Strangely, the advent of Protestantism seems to have increased the importance of Christmas for the Catholic Church. During the Middle Ages, Easter had been the more important festival. However, with the rise of the reforming faiths, Catholics began to cleave to Christmas. Perhaps this was because it contained so many elements that their faith held precious, such as the Virgin Mary, candles and other symbols of ‘idolatry.’ Writers recorded that after the Reformation, the surviving Catholic priesthood determinedly kept the old traditions of Christmas as best they could even when they were imprisoned or in hiding. It was almost as if celebrating Christmas had become a gesture of defiance to the increasingly staid reformists.

The Time Oliver Cromwell and the Puritans Declared War on the English Christmas
The Adoration of the Shepherds by Gerard Van Honthorst c 1622. Wikimedia Commons.
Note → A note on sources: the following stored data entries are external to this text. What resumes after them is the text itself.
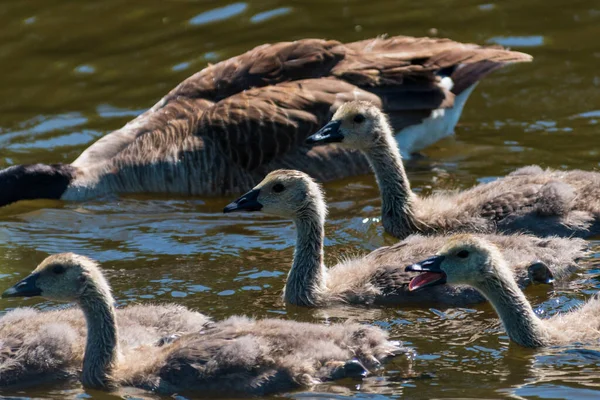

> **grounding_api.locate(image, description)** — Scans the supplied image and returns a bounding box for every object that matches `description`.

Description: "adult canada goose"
[405,235,600,348]
[223,170,587,307]
[0,253,404,395]
[307,101,600,239]
[0,36,531,207]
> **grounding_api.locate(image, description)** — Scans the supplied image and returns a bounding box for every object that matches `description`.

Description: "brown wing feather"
[480,186,543,221]
[73,97,214,167]
[424,45,533,95]
[333,36,531,87]
[166,39,345,102]
[481,181,577,222]
[199,79,381,170]
[73,36,531,170]
[199,76,455,170]
[369,266,411,296]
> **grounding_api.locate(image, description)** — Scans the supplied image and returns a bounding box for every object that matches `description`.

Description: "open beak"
[306,120,343,144]
[223,189,263,213]
[2,273,42,298]
[405,255,447,291]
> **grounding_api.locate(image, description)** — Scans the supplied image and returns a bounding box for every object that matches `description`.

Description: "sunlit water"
[2,0,600,399]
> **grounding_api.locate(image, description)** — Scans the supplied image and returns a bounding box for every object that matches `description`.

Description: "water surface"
[2,0,600,399]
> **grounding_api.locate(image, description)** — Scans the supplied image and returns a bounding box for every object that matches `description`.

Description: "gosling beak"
[306,120,343,144]
[223,189,263,213]
[2,273,42,298]
[405,255,447,291]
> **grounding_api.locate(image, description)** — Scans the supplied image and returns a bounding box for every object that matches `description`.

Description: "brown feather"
[9,35,531,201]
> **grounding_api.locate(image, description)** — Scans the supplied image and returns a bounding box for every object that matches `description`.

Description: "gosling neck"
[365,131,419,239]
[285,204,327,306]
[474,262,550,348]
[78,278,120,389]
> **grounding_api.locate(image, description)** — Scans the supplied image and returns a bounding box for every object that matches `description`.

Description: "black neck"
[0,163,76,207]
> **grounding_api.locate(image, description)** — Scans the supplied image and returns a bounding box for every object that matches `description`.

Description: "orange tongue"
[409,272,442,291]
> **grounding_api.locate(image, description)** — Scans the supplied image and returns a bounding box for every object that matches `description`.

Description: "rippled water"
[2,0,600,399]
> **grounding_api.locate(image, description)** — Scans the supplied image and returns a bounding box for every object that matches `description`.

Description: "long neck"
[366,132,419,239]
[285,208,326,306]
[475,262,550,348]
[79,283,119,389]
[0,163,76,207]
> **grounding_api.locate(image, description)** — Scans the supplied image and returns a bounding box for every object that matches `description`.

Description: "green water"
[2,0,600,398]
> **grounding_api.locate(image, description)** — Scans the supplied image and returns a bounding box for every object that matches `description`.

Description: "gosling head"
[406,235,500,291]
[223,169,326,221]
[404,235,555,291]
[2,253,109,302]
[306,101,390,151]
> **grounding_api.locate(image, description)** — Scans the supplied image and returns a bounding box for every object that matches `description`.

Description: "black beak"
[2,273,42,298]
[223,189,263,213]
[405,255,445,273]
[405,255,447,292]
[306,120,343,145]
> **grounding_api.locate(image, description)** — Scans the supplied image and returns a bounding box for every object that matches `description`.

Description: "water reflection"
[1,0,600,398]
[189,3,249,26]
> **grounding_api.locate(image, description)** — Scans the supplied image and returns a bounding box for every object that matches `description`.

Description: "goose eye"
[272,183,285,193]
[456,250,470,259]
[52,265,66,274]
[353,114,365,124]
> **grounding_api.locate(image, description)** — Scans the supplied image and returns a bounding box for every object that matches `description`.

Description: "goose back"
[414,166,600,237]
[0,36,531,206]
[118,316,403,396]
[0,304,210,388]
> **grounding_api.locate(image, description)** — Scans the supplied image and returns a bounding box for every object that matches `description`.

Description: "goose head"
[405,235,510,291]
[223,169,326,220]
[405,235,556,291]
[2,253,108,302]
[306,101,389,151]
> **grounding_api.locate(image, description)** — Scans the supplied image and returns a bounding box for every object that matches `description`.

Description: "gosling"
[405,235,600,348]
[1,253,404,395]
[306,100,600,239]
[0,254,210,388]
[223,170,587,307]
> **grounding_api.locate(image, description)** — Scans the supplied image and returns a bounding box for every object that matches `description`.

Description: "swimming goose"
[405,235,600,348]
[307,101,600,239]
[0,36,531,207]
[0,254,211,389]
[223,170,587,307]
[1,253,404,395]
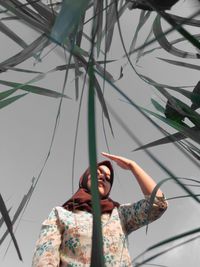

Public Domain

At worst, however, Christmas to the Puritans was a barely concealed pagan celebration. Its mumming, holly and ivy and blatant feasting nothing more than ‘rags of the beast,” barely hidden in a Christian context. Many puritan scholars noted that the celebrations of Christmas had more in common with the Roman festival of Saturnalia and numerous other pre-Christian midwinter festivals than the birth of Christ.

Joseph Hemmings, a Staffordshire Presbyterian minister, writing in 1648, recognized that the early church had deliberately established the celebration of Christ’s birth at midwinter to help reconcile new believers to the Christian faith- and to try and stamp out pagan worship. However, the plan to replace the rebirth of the sun with the birth of the Son of God had not worked out too well, from the Puritan viewpoint. For that reason alone, Christmas needed to be stamped out.